# Fitting a top box to a b644



## devjb (Dec 16, 2010)

Hello all,

I have a large topbox which i attach to the roof rack on my car. The topbox is attached via U shaped mounts that fasten around the roof bars and are tighten inside the box.

My question is how can I use this topbox on our old 1994 Hymer. Does anyone make (cheap) horizontal roof bars and how do they fasten to the Hymers' roof. Do they clamp around the aluminium edge seals, or are they bonded (sikkafkex?) to the flat roof. 

I don't need a rear ladder, as i prefer removable telescopic extending ladder to gain access to the roof. 

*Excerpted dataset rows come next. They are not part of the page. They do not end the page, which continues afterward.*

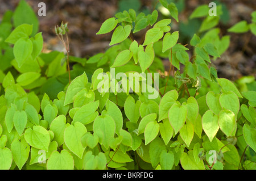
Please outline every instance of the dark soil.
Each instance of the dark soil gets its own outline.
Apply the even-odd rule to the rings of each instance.
[[[139,1],[139,0],[138,0]],[[0,19],[7,10],[14,10],[19,0],[1,0]],[[37,12],[38,3],[47,6],[46,16],[39,16],[39,31],[43,32],[45,41],[44,51],[63,49],[54,32],[54,27],[60,23],[68,22],[71,53],[78,57],[89,57],[105,50],[109,47],[111,33],[96,35],[101,23],[113,16],[118,10],[118,0],[27,0]],[[230,33],[227,30],[242,20],[250,23],[250,14],[256,10],[256,1],[220,1],[229,10],[230,20],[221,23],[219,28],[222,35],[231,36],[230,45],[221,57],[213,61],[219,77],[236,80],[244,75],[256,77],[256,36],[248,32]],[[154,0],[141,0],[141,7],[151,10]],[[209,3],[206,0],[185,1],[185,10],[179,15],[180,21],[186,20],[192,11],[200,5]],[[174,20],[173,21],[174,22]],[[138,36],[143,36],[143,32]],[[188,43],[188,42],[187,42]],[[168,64],[166,69],[168,69]]]

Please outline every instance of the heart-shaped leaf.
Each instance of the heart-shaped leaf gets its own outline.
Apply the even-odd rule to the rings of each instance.
[[[47,167],[48,170],[73,170],[74,159],[71,154],[66,150],[53,151],[49,158]]]
[[[80,158],[82,158],[85,147],[82,146],[81,138],[87,132],[84,124],[76,122],[74,125],[67,127],[64,133],[65,144],[68,149]]]

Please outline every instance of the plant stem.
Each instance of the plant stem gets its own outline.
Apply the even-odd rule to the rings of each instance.
[[[163,95],[164,95],[164,94],[166,94],[166,87],[167,86],[167,83],[168,83],[168,81],[169,80],[169,77],[170,77],[170,74],[171,73],[171,70],[172,69],[172,48],[171,48],[171,65],[170,66],[170,69],[169,69],[169,73],[168,73],[168,77],[167,77],[167,81],[166,81],[166,87],[164,87],[164,91],[163,93]]]
[[[115,154],[117,153],[117,150],[118,150],[119,147],[120,147],[120,145],[118,145],[118,148],[115,151],[115,153],[114,153],[114,154],[113,155],[112,158],[111,158],[111,159],[109,161],[109,162],[106,164],[106,167],[108,167],[108,165],[109,165],[109,163],[110,163],[110,162],[112,161],[113,158],[114,158],[114,156],[115,155]]]
[[[63,37],[61,35],[62,42],[63,42],[64,45],[65,46],[65,48],[67,51],[67,64],[68,65],[68,81],[69,81],[68,82],[69,82],[69,83],[70,84],[70,83],[71,82],[71,75],[70,75],[70,68],[69,68],[69,41],[68,41],[68,35],[67,34],[66,34],[66,37],[67,37],[67,44],[68,44],[68,47],[67,47],[66,44],[65,43],[65,41],[63,40]]]
[[[187,91],[187,92],[188,93],[188,97],[190,97],[190,94],[189,94],[189,92],[188,91],[188,86],[187,86],[187,83],[184,83],[184,86]]]
[[[147,68],[147,71],[150,73],[150,71],[149,70],[149,69]],[[159,92],[160,95],[161,95],[161,96],[163,96],[163,95],[162,94],[161,92],[160,91],[159,89],[158,88],[158,86],[155,85],[155,80],[154,79],[153,77],[152,76],[151,74],[150,74],[150,77],[151,77],[152,80],[153,80],[153,82],[154,82],[154,85],[155,85],[155,86],[156,87],[156,89],[158,90],[158,92]]]
[[[249,145],[247,145],[246,147],[245,147],[245,150],[243,151],[243,154],[242,154],[242,157],[241,157],[240,162],[239,162],[238,170],[240,168],[241,163],[242,163],[242,160],[243,159],[243,156],[245,155],[245,151],[246,151],[246,149],[248,148],[248,146]]]

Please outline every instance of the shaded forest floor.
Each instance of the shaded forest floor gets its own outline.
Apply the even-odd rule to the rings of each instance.
[[[130,5],[139,11],[151,11],[155,3],[154,0],[141,0],[139,2],[138,1],[132,1],[135,3]],[[19,1],[1,0],[0,19],[7,10],[14,10]],[[218,70],[218,77],[233,81],[245,75],[256,77],[256,36],[250,32],[241,34],[227,32],[229,28],[241,20],[245,20],[250,23],[250,14],[256,10],[256,1],[220,1],[226,5],[227,18],[229,18],[225,23],[220,23],[218,27],[222,35],[230,35],[231,38],[228,50],[221,58],[213,61]],[[39,31],[43,32],[45,41],[44,51],[63,50],[64,47],[54,32],[54,27],[63,21],[68,22],[71,54],[86,58],[104,51],[109,47],[111,33],[103,35],[96,35],[96,33],[105,20],[125,8],[123,5],[122,7],[118,0],[27,0],[27,2],[36,12],[39,9],[38,3],[43,2],[47,5],[46,16],[39,16]],[[195,9],[199,5],[209,3],[209,1],[206,0],[184,2],[185,8],[179,14],[179,19],[180,22],[185,24]],[[175,26],[174,20],[172,23],[174,23],[173,29],[179,30],[178,24]],[[181,31],[181,34],[182,30]],[[139,39],[144,33],[142,31],[136,35],[136,37]],[[181,43],[185,44],[189,41]],[[170,63],[168,61],[164,61],[164,63],[166,70],[168,70]]]

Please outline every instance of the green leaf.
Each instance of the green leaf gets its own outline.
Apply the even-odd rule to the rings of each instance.
[[[238,169],[241,159],[238,151],[237,151],[236,146],[233,145],[228,145],[226,146],[230,150],[223,153],[224,159],[227,162],[233,164]]]
[[[203,32],[212,28],[213,28],[218,24],[219,21],[220,17],[218,16],[208,16],[203,21],[203,23],[201,24],[201,27],[199,29],[199,32]]]
[[[13,22],[15,27],[23,23],[33,26],[32,35],[34,36],[38,31],[39,22],[33,9],[26,1],[20,1],[13,14]]]
[[[110,32],[117,26],[118,20],[115,18],[106,19],[101,25],[101,27],[96,35],[105,34]]]
[[[241,21],[228,30],[228,32],[242,33],[247,32],[250,27],[246,20]]]
[[[130,52],[129,50],[125,50],[121,52],[115,58],[114,64],[112,65],[111,68],[114,68],[126,64],[132,56],[133,53]]]
[[[183,105],[174,104],[169,110],[169,121],[175,134],[182,128],[187,119],[187,107]]]
[[[174,155],[171,151],[163,151],[160,155],[160,165],[163,170],[171,170],[174,163]]]
[[[96,111],[98,106],[98,101],[92,102],[83,106],[75,114],[73,122],[80,122],[85,125],[93,122],[98,115],[98,112]]]
[[[154,23],[158,20],[158,12],[156,10],[155,10],[152,12],[151,16],[149,18],[150,22],[150,25],[152,26]]]
[[[5,115],[5,124],[8,132],[10,133],[13,128],[13,116],[16,112],[17,108],[15,104],[11,104],[11,107],[8,108]]]
[[[86,145],[91,149],[96,146],[98,142],[98,137],[97,135],[90,134],[86,139]]]
[[[215,115],[211,110],[207,111],[203,116],[203,129],[210,142],[218,131],[218,115]]]
[[[194,136],[194,128],[190,121],[187,121],[180,130],[180,135],[185,142],[187,146],[189,147],[191,141]]]
[[[189,121],[195,121],[199,112],[199,106],[196,99],[194,97],[188,98],[186,107],[188,112],[187,119]]]
[[[246,144],[256,152],[256,129],[245,124],[243,127],[243,134]]]
[[[133,33],[135,33],[138,31],[140,31],[141,30],[145,28],[148,24],[149,22],[147,18],[143,18],[141,19],[135,23]]]
[[[196,163],[193,150],[189,150],[188,154],[184,152],[180,157],[180,163],[184,170],[205,170],[203,159]]]
[[[256,124],[256,111],[251,106],[249,106],[249,108],[245,104],[242,104],[241,110],[245,117],[250,123]]]
[[[91,91],[92,92],[92,91]],[[89,92],[90,93],[90,92]],[[77,97],[78,95],[76,96],[76,98],[74,100],[74,107],[76,107],[77,106],[77,104],[81,103],[82,104],[86,101],[90,102],[92,99],[94,100],[94,93],[93,95],[88,93],[86,95],[86,96],[79,96],[80,101],[79,102],[79,103],[76,102],[76,99],[77,99]],[[64,106],[64,102],[65,100],[65,97],[66,96],[66,94],[63,91],[61,91],[59,92],[58,95],[57,95],[58,99],[55,99],[53,100],[53,104],[55,104],[57,107],[58,108],[58,115],[66,115],[68,113],[68,111],[69,109],[69,105]],[[87,98],[87,99],[86,99]],[[86,99],[86,100],[85,100],[84,99]],[[80,106],[80,105],[79,105]]]
[[[171,23],[171,19],[162,19],[155,24],[153,28],[159,28],[163,32],[168,32],[171,30],[171,27],[168,25]]]
[[[127,163],[133,161],[127,153],[123,153],[118,150],[117,151],[109,152],[109,157],[112,158],[112,160],[117,163]]]
[[[246,99],[249,100],[249,104],[252,107],[256,107],[256,91],[249,91],[242,92]]]
[[[167,33],[163,40],[163,53],[174,47],[179,39],[179,32],[175,31],[171,35],[171,33]]]
[[[66,150],[53,151],[49,158],[47,167],[48,170],[73,170],[74,159]]]
[[[125,27],[121,26],[117,27],[113,33],[109,45],[119,43],[126,39],[131,32],[131,27],[130,25],[126,25]]]
[[[41,74],[36,72],[26,72],[18,77],[16,81],[21,86],[26,86],[40,77]]]
[[[156,113],[151,113],[143,117],[139,124],[139,128],[138,128],[139,131],[138,134],[140,134],[144,133],[147,125],[150,122],[154,121],[156,119]]]
[[[84,158],[83,166],[85,170],[94,170],[97,167],[97,161],[92,151],[88,151]]]
[[[9,86],[15,83],[15,81],[14,80],[11,73],[10,71],[9,71],[6,75],[5,75],[3,80],[2,85],[3,88],[6,88]]]
[[[137,101],[135,103],[134,99],[129,96],[125,102],[125,113],[128,119],[134,123],[137,123],[139,117],[139,107],[141,102]]]
[[[210,69],[206,64],[200,64],[197,65],[197,72],[202,75],[203,77],[208,79],[209,81],[212,81],[210,78]]]
[[[9,170],[12,162],[11,150],[7,148],[0,148],[0,170]]]
[[[73,103],[76,94],[85,88],[88,82],[88,79],[85,73],[73,79],[67,90],[64,106]]]
[[[158,136],[159,131],[159,124],[156,121],[151,121],[145,128],[144,135],[145,137],[145,145],[151,142]]]
[[[30,104],[25,103],[24,111],[27,116],[27,120],[35,125],[39,125],[39,119],[36,109]]]
[[[133,53],[133,58],[136,64],[138,63],[138,53],[139,50],[139,45],[136,40],[133,41],[130,45],[130,50]]]
[[[32,52],[31,56],[32,59],[35,60],[43,49],[44,40],[42,35],[42,32],[37,33],[35,36],[35,37],[31,37],[30,39],[33,44],[33,51]]]
[[[31,35],[33,26],[27,24],[19,26],[5,40],[5,42],[15,44],[20,39],[27,39]]]
[[[227,136],[231,136],[234,132],[236,123],[234,113],[226,109],[222,110],[218,115],[218,125]]]
[[[207,103],[210,110],[215,114],[218,115],[222,110],[220,104],[220,94],[215,94],[213,91],[209,91],[207,94]]]
[[[202,48],[196,47],[196,53],[200,56],[204,60],[210,62],[210,57],[209,57],[208,53]]]
[[[178,18],[178,10],[177,7],[174,3],[171,2],[170,5],[168,5],[168,9],[171,14],[171,16],[172,16],[177,22],[179,22],[179,18]]]
[[[32,50],[33,44],[30,39],[22,38],[15,43],[13,48],[13,53],[19,68],[24,63],[31,54]]]
[[[187,61],[185,68],[186,69],[187,74],[193,79],[196,79],[196,65],[192,64],[189,61]]]
[[[217,81],[218,81],[220,86],[221,87],[222,92],[232,91],[234,92],[238,96],[238,98],[243,98],[237,88],[230,81],[225,78],[217,78]]]
[[[80,158],[82,158],[85,148],[82,145],[81,138],[87,132],[84,124],[80,122],[75,123],[67,127],[64,133],[65,144],[69,150]]]
[[[156,137],[150,144],[149,155],[152,166],[155,168],[160,162],[160,155],[166,150],[166,146],[163,140]],[[146,154],[146,153],[144,153]]]
[[[161,134],[161,137],[164,141],[166,145],[168,144],[174,133],[174,129],[171,124],[170,124],[168,119],[164,119],[163,123],[159,123],[159,131]]]
[[[36,125],[33,127],[33,129],[28,128],[25,131],[24,138],[30,146],[48,151],[51,141],[50,134],[42,127]]]
[[[13,159],[16,165],[21,170],[26,162],[30,151],[30,146],[25,142],[20,142],[18,140],[13,141],[11,145],[11,151]]]
[[[118,107],[113,102],[108,100],[106,103],[108,114],[111,116],[115,121],[115,133],[118,135],[119,131],[123,127],[123,116]]]
[[[191,40],[190,40],[190,44],[192,46],[196,46],[199,43],[200,43],[201,39],[199,36],[196,35],[196,34],[194,34]]]
[[[189,16],[189,19],[207,16],[208,15],[208,12],[209,12],[208,6],[206,5],[201,5],[197,7],[193,11],[192,14]]]
[[[176,90],[171,90],[164,94],[159,104],[159,118],[160,121],[168,117],[168,113],[171,107],[175,103],[179,97]]]
[[[139,66],[142,72],[150,66],[155,57],[155,52],[153,49],[153,44],[151,44],[146,47],[145,51],[141,50],[138,53],[138,60]]]
[[[230,110],[236,115],[238,113],[240,103],[237,96],[232,91],[221,94],[220,96],[220,103],[222,107]]]
[[[49,130],[54,133],[53,140],[57,141],[59,146],[64,142],[64,133],[66,128],[66,117],[64,115],[59,116],[51,123]]]
[[[167,0],[159,0],[159,2],[163,7],[167,8],[168,5],[169,4]]]
[[[32,147],[29,163],[32,165],[36,163],[44,163],[49,158],[52,152],[57,150],[57,147],[58,144],[55,141],[50,142],[48,151],[47,152],[42,151],[42,150]],[[44,154],[44,153],[46,154]]]
[[[253,11],[251,14],[251,21],[253,23],[256,23],[256,11]]]
[[[145,35],[143,46],[158,41],[163,36],[163,32],[159,28],[153,28],[148,30]]]
[[[207,43],[204,47],[204,49],[207,53],[214,57],[220,57],[220,56],[218,54],[218,50],[216,47],[214,47],[211,43]]]
[[[57,106],[55,104],[52,106],[51,104],[48,104],[44,108],[43,114],[44,120],[47,121],[49,125],[50,125],[52,120],[58,115],[58,108]]]
[[[108,115],[98,116],[93,123],[93,132],[98,137],[100,143],[108,149],[115,132],[115,121]]]
[[[24,111],[16,111],[13,116],[13,123],[19,135],[20,136],[25,129],[27,121],[27,116]]]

Any advice gratefully received

Thanks

John


----------



## wheeltrim (Nov 30, 2007)

Hi John,
I also have a 644 and needed to fit a top box;With limited space due to solars and vents I had some made to my measurements at the local blacksmith/engineer.He used lightweight non-slip plate as feet because they have a good surface to "key" to the bonding agent,Sikaflex in this case as I didn't want to drill the roof!!He made the rails from square tube,they have been on the roof for 3 years,no problems so far.Total cost £45,a job well done!!Hope this useful to you.

Regards,
Alan.


----------



## devjb (Dec 16, 2010)

Alan,

Many thanks for the swift reply. That sounds ideal. I don't like the idea of clamping roof bars to the edge strips. I have an old set of roof bars off a Nissan Xtrail that bolted down to flat plates on the car roof. Maybe i can just get some flat mounts made, to accept these. Never having used Sikaflex, is good to know it is upto the job.

Thanks

John


----------